Fueled by the massive influx of data and advanced algorithms, modern deep neural network (DNN) has surprisingly benefited Internet-of-Things (IoT) applications in a spectrum of domains [2], [3], including visual detection, smart security, audio analytics, health monitoring, infrastructure inspection, etc. In recent years, enabling efficient integration of DNNs and IoT is receiving increasing attention from both academia and industry. DNN-driven applications typically have a two-phase paradigm: 1) a training phase wherein a model is trained using a training data set and 2) an inference phase wherein the trained model is used to output results (e.g., prediction, decision, and recognition) for a piece of input data.

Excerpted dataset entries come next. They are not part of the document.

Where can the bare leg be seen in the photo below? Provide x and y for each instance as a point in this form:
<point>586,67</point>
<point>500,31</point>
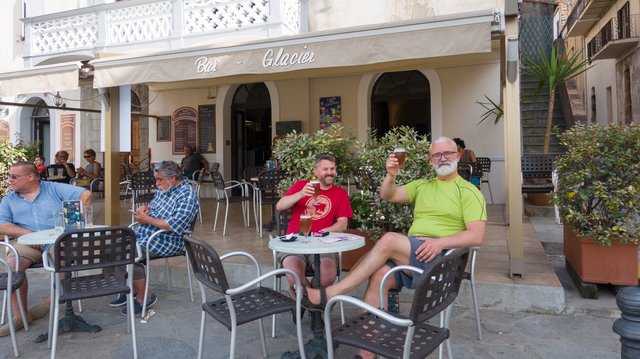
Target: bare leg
<point>328,271</point>
<point>392,246</point>
<point>24,289</point>
<point>372,296</point>
<point>138,288</point>
<point>298,266</point>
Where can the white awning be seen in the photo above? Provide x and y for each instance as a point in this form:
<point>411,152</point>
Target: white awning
<point>48,78</point>
<point>434,37</point>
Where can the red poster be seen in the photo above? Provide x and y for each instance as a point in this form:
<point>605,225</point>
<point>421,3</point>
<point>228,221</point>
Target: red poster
<point>67,135</point>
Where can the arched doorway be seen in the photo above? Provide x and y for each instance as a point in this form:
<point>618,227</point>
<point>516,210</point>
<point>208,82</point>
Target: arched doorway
<point>250,127</point>
<point>401,99</point>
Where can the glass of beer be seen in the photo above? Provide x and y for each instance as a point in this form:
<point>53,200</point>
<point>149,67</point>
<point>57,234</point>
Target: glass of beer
<point>305,225</point>
<point>316,188</point>
<point>401,154</point>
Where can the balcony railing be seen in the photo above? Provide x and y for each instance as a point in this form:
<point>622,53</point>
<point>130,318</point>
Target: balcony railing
<point>610,42</point>
<point>585,14</point>
<point>154,25</point>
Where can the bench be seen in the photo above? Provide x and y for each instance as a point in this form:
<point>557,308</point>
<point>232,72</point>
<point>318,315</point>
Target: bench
<point>536,173</point>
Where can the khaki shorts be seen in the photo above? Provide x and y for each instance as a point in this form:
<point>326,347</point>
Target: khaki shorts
<point>34,255</point>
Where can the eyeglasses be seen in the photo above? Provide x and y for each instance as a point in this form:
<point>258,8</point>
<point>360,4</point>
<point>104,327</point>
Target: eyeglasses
<point>438,156</point>
<point>15,177</point>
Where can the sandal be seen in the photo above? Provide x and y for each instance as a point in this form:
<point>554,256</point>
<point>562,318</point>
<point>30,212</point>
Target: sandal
<point>307,304</point>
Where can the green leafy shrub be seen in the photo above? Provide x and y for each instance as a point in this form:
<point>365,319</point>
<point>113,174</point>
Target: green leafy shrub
<point>9,154</point>
<point>371,213</point>
<point>296,153</point>
<point>599,182</point>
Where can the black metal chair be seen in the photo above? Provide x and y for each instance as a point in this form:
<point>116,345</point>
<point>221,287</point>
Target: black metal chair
<point>224,195</point>
<point>484,165</point>
<point>145,256</point>
<point>11,281</point>
<point>83,252</point>
<point>240,305</point>
<point>282,222</point>
<point>268,193</point>
<point>397,336</point>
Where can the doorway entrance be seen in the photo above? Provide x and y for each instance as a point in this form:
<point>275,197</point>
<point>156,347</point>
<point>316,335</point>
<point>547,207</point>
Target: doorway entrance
<point>250,128</point>
<point>41,125</point>
<point>401,99</point>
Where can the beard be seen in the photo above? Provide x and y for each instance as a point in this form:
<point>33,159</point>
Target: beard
<point>445,168</point>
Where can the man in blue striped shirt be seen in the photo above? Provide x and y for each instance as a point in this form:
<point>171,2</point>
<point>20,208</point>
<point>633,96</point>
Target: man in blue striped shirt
<point>173,208</point>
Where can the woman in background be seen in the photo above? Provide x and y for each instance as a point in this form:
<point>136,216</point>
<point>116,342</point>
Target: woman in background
<point>93,169</point>
<point>39,162</point>
<point>468,157</point>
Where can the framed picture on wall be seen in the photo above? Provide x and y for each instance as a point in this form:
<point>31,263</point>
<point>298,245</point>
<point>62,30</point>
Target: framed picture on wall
<point>330,111</point>
<point>184,125</point>
<point>163,133</point>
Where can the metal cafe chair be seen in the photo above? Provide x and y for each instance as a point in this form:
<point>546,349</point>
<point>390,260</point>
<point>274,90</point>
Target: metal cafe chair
<point>224,194</point>
<point>267,193</point>
<point>93,254</point>
<point>11,281</point>
<point>282,222</point>
<point>240,305</point>
<point>398,336</point>
<point>143,187</point>
<point>145,256</point>
<point>484,164</point>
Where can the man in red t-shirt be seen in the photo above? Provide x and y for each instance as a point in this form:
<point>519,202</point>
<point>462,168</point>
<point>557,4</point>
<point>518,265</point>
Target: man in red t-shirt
<point>330,212</point>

With regard to the deployment on IoT devices, the inference phase is mainly adopted to process data collected on the fly. Given the fact that complex DNN inference tasks can contain a large number of computational operations, their execution on resource-constrained IoT devices becomes challenging, especially when time-sensitive tasks are taken into consideration. For example, a single inference task using popular DNN architectures (e.g., AlexNet [4], FaceNet [5], and ResNet [6]) for visual detection can require billions of operations. Moreover, many IoT devices are powered by battery, which will be quickly drained by executing these complex DNN inference tasks. To soothe IoT devices from heavy computation and energy consumption, outsourcing complex DNN inference tasks to public cloud computing platforms has become a popular choice in the literature. However, this type of “cloud-backed” system can raise privacy concerns when the data sent to remote cloud servers contain sensitive information [7], [8].